Looking at these items reminds me of a purchase I made. Several years ago when an antique store was closing out, I bought a Star Twist four-drawer metal sewing thread store display chest. It came loaded with all sorts of cool old products. There were pink sheets of paper holding Toledo steel pins, packages of Merylene and Priscilla bias fold tape in fairly atrocious colours, and a Canadian Needle Book with an assortment of hand sewing needles displayed against shiny foil papers. Mustn’t forget the carded Colonial Maid dress fasteners or packages of Corticelli nylon for, among other things, ‘mending and reinforcing socks.’

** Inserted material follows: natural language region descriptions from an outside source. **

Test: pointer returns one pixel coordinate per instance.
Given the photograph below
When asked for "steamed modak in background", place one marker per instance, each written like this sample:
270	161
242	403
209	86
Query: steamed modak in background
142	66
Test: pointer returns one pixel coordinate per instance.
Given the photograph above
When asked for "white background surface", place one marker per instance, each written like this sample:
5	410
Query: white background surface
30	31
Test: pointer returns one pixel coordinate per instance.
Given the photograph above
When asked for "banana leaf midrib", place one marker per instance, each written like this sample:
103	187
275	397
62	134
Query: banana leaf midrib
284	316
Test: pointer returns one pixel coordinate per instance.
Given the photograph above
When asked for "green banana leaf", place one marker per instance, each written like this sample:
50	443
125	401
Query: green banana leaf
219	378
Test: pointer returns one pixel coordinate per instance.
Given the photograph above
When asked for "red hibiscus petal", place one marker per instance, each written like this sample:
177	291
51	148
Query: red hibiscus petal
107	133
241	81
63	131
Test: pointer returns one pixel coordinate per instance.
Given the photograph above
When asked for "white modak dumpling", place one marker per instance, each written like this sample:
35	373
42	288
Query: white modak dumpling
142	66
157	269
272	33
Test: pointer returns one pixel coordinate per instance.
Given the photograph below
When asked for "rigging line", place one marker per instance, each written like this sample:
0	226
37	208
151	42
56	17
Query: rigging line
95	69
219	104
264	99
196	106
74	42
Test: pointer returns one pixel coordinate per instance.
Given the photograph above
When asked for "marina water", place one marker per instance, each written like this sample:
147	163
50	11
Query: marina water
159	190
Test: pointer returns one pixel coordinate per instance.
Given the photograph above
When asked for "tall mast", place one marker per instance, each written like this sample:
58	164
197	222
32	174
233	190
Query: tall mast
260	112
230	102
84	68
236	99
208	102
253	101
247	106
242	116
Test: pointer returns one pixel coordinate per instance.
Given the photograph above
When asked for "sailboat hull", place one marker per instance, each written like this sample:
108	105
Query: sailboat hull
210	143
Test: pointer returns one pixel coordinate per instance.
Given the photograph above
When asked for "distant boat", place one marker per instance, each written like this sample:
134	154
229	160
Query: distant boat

What I love most are the wooden spools of thread in a rainbow of colours and thicknesses. They range from 80 to 300 yards in size. What a relief to know the cotton is ‘boil fast’! Can you imagine today’s woman having to boil her clothing to get it clean, no doubt in water she carried by pail from a well?
Also in the mix was a pair of metal expansion ?bracelets? for holding a man’s shirt sleeves in place. I’m wearing them right now to see if I get a rash from the metal or if I can add them to my jewellery cabinet.
Organizational experts advise us to honour and display those things we value or remove them from our lives. This trip down memory lane has spurred me to find the perfect glass container to display my thread collection. Something old can make a house a home, from where I sit.